Menu

Stonehenge

Stonehenge
Stonehenge Image credit: wikipedia.org

VENUE: Stonehenge, Salisbury

ADDRESS: Near Amesbury, Wiltshire, SP4 7DE

CONTACT: 0370 333 1181

ACCESS INFO

You are welcome to bring a companion if you need support during your visit.

Stonehenge provides accessible toilets and adult changing rooms, but please be aware there are no handrails.

Assistance dogs are welcome on-site and water is available for them on request.

The area around the car parks, visitor centre and the Stone Circle is accessible by wheelchair but please bear in mind the grass paths could become slippery in poor weather conditions.

The visitor shuttle bus is accessible which takes 10 minutes to reach the Stone Circle so there’s no need to book. You are welcome to hop off at the half-way point (Fargo Plantation) if you wish to walk the final part of the journey.

The wider landscape is not accessible to standard wheelchairs, but the there are two suitable wheelchairs available to hire for your visit which operate on a first come, first served basis.

There are 22 accessible parking bays available.

There’s no lift onsite, although on the plus side there’s no stairs.
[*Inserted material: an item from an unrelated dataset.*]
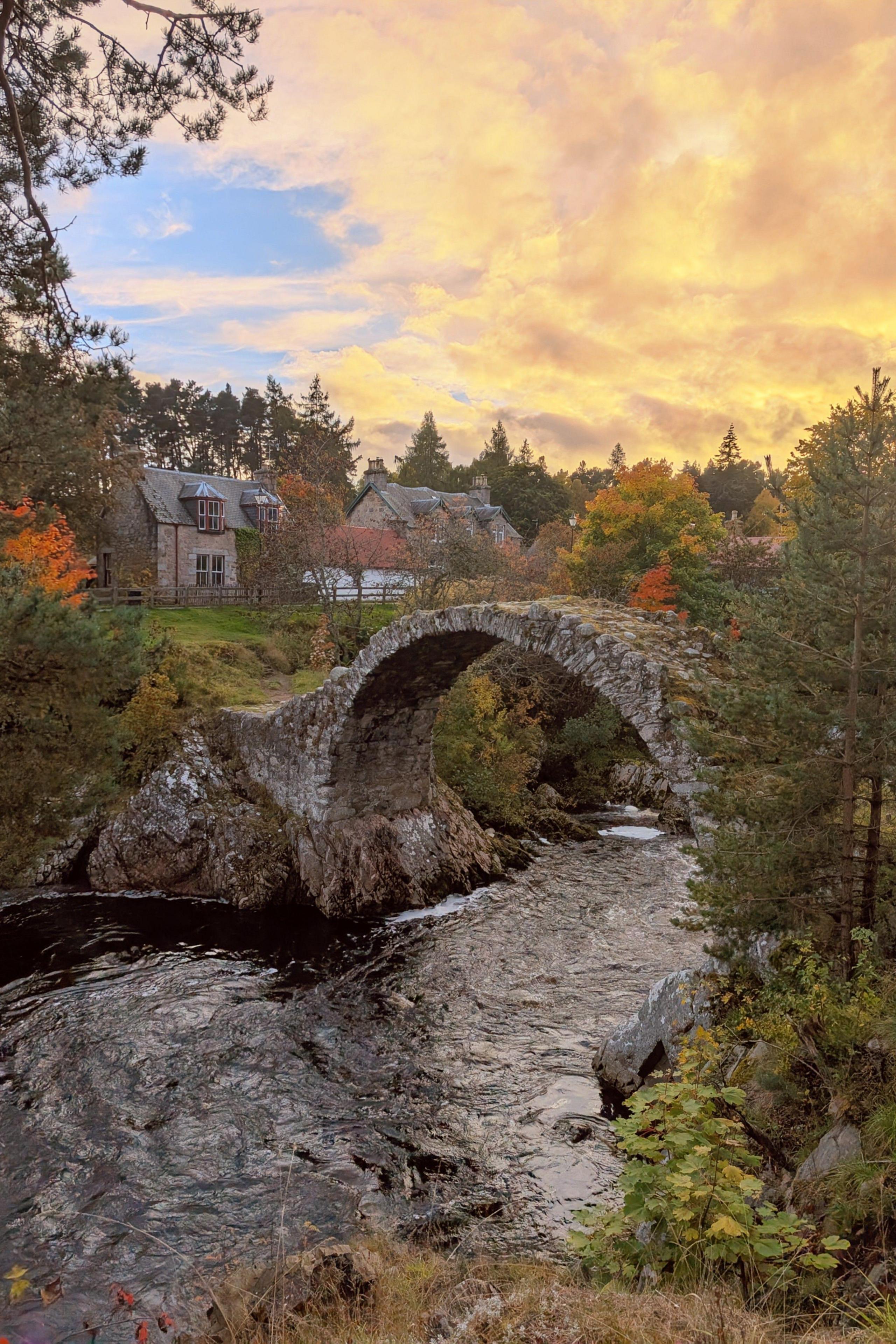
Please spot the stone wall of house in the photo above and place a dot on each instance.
(190, 542)
(128, 533)
(374, 512)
You will find benches in the visitor centre, car parks and there is limited seating around the Stone Circle.

There is a flat tarmac and grassed path around the Stone Circle.

For visitors who have vision loss there are a number of tactile opportunities in the exhibition which has an area of low lighting.

Audio guides and large print editions of exhibition text/ orientation leaflets are available on request.

For visitors with hearing loss Induction Loops are available at the centre. All spoken audio exhibits in the exhibition have subtitles and BSL. The exhibition also offers Audio Installation Transcripts.

Exhibits have easy to read material to accommodate some visitors who have learning disabilities.

Please be aware all visits must be pre-booked through the Stonehenge website.

DID YOU KNOW?

The first stones are believed to have been raised at the site between 2400 and 2200 BC.